In my last post, I gave a quick review of The Little Paris Bookshop. I acknowledged that I could go on-and-on about this read and one of the reasons was due to its elegant prose. Ms. George seems to have the ability to say things in ways that make me envious.
While I loved this book, I almost did not post a review because it’s one of the rare books I’ve read and enjoyed so much that I’m afraid to share it. I’m afraid to shout to the world about this book for fear that people will not like it nearly as much as I do. This thought is quite unbearable to me.

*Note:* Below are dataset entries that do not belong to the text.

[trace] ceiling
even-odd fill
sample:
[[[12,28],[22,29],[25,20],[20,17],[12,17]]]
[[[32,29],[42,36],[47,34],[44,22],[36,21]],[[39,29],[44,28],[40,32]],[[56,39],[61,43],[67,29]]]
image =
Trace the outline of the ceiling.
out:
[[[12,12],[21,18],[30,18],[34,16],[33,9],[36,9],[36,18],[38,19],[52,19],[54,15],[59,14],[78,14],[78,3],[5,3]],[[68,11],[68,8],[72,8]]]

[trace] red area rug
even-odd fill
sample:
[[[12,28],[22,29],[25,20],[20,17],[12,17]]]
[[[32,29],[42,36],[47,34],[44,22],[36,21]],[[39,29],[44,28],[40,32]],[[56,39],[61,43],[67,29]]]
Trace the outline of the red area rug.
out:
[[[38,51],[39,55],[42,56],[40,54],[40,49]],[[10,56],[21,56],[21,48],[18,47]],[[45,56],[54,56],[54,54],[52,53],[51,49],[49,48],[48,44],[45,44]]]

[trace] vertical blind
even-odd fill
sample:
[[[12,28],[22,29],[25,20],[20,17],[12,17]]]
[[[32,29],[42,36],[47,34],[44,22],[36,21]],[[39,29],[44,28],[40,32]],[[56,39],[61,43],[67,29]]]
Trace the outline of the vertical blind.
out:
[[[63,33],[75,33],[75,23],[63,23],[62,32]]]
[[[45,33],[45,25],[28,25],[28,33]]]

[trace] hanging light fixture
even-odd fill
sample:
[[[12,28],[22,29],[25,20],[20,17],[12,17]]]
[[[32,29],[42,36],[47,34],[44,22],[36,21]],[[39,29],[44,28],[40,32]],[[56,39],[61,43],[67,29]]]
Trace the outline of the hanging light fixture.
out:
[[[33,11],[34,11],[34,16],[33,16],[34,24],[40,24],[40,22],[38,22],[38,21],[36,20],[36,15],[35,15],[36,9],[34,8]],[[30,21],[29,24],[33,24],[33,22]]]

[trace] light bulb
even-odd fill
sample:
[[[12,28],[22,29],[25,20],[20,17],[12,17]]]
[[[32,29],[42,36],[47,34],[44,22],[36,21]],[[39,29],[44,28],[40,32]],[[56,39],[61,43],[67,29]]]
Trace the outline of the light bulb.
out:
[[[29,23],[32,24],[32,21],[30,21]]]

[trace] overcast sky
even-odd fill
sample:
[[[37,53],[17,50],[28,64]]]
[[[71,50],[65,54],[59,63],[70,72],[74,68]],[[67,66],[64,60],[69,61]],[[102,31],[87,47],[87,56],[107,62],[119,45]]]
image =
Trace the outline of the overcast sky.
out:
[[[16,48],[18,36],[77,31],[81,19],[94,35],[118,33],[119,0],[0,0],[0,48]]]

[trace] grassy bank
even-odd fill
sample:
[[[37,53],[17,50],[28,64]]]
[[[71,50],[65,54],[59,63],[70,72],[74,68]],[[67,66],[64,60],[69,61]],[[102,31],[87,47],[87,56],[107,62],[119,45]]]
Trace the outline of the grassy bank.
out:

However, I feel that not telling the world is just as unjust. Thus, I wrote the review, and I have decided to take it one step further and technically break my own rule about book reviews and over-pontification. But what are rules without an exception or two?
I do not wish to spoil the plot, character-development or all the wonderful verbiage, but I would like to offer a taste.
From the very beginning, George sets a standard of striking comparisons. A character tells the protagonist, “You are cashmere compared with the normal yarn from which men are spun.” I will fully admit that it’s lines like this that make my eyebrows meet my hair line, and my head cock to the side in interest and intrigue.
The story, as mentioned in the review, is an emotional one and probably relatable for most of us who have loved and lost. Perhaps that’s why for me certain lines seemed to ring so true.
“It’s amazing how unimpressed people are by being loved when it doesn’t fit in with their plans. Love irks them so much that they change the locks or leave without warning.”
I read this line about four times in utter awe. We are so thunderstruck when someone doesn’t love us, but we can be so indifferent to being loved. Perhaps because it’s too accessible and easy. There is definitely some truth in the idea of playing hard to get. Just nobody had put it to me quite this starkly.
I will not ruin it by saying anymore; that is the taste I will offer. And if this was intriguing then I would say this wonderful novel is one for you. I realize this post was in many ways self-indulgent, but I feel that words that strike me like this are rare and deserve some pointed praise.